In the previous blog post I claimed that Functors, Monads and Applicatives can be presented in an easily comprehensible way:
a) ( A=>B ) => ( C[A]=>C[B] ) | Functor
b) ( A=>C[B] ) => ( C[A]=>C[B] ) | Monad
c) ( C[A=>B] ) => ( C[A]=>C[B] ) | Applicative
Thus they are perceived as transformations/conversions from some function type involving an A and a B to the type C[A]=>C[B] .
We then created a container MyBox, which can keep a value of some type, and some functions which implemented the above mentioned signatures.
For example the Functor transformation was implemented as a standalone function named map :
def map[A,B]( rawfunc:A=>B ) : MyBox[A]=>MyBox[B] = (a:MyBox[A]) => new MyBox( rawfunc(a.value) )
But what I want you to understand in this post, is that this –map as a function taking a function- is only one possible implementation, and that there are very different ways to structure the concept represented by the function map . This is much more true for Scala, which is a feature rich hybrid OO-FP language. To demonstrate this, let’s stay with Functors and the shown map function.
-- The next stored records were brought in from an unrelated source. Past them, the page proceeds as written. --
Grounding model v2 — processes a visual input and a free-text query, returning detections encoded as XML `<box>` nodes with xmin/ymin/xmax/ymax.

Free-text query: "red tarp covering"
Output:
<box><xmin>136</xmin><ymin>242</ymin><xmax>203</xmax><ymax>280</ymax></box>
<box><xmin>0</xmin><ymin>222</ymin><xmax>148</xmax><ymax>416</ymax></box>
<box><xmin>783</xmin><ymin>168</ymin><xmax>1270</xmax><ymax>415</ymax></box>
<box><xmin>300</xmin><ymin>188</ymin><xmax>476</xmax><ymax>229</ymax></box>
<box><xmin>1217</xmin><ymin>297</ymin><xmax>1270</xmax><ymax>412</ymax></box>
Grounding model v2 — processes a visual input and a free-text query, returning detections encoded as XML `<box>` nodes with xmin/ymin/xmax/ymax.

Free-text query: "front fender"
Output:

What you see here will be applicable for the other concepts, Monad and Applicative, too.
First, let us again have a look at the signature of map:
( A=>B ) => ( MyBox[A]=>MyBox[B] )
According to this signature, map takes a function of type A=>B and returns a function which takes a MyBox[A]. In the end the result is of type MyBox[B]. The second pair of parens can easily be left out:
( A=>B ) => MyBox[A] => MyBox[B]
What we now see is a curried form that we can transform back into a multi-parameter function:
((A=>B), MyBox[A]) => MyBox[B]
We now have a function taking two parameters -a function A=>B and a MyBox[A]- and resulting in MyBox[B]. In such a case the order of the parameters isn’t really important, so we can change that easily to
( MyBox[A],(A=>B)) => MyBox[B]
what in curried form again is
MyBox[A] => (A=>B) => MyBox[B]
Let’s take our first implementation and adapt that according to this signature:
def map[A,B](a:MyBox[A]): (A=>B)=>MyBox[B] = (rawfunc:A=>B) => new MyBox( rawfunc(a.value) )
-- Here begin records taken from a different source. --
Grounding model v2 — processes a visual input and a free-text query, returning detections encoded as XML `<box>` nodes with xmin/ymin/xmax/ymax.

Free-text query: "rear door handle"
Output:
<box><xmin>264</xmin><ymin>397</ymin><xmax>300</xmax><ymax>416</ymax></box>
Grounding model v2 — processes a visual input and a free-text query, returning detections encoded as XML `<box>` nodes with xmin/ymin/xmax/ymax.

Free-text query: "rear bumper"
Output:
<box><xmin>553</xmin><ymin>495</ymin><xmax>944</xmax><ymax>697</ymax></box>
Now map first takes the container to work on and then returns a function that is bound to that container, but expects as parameter the bare typed function which shall be applied to produce the result.
This is a signature for map that you will also find in articles, either as a primary way to implement it, or as a helper function, delegating to the other signature (like here).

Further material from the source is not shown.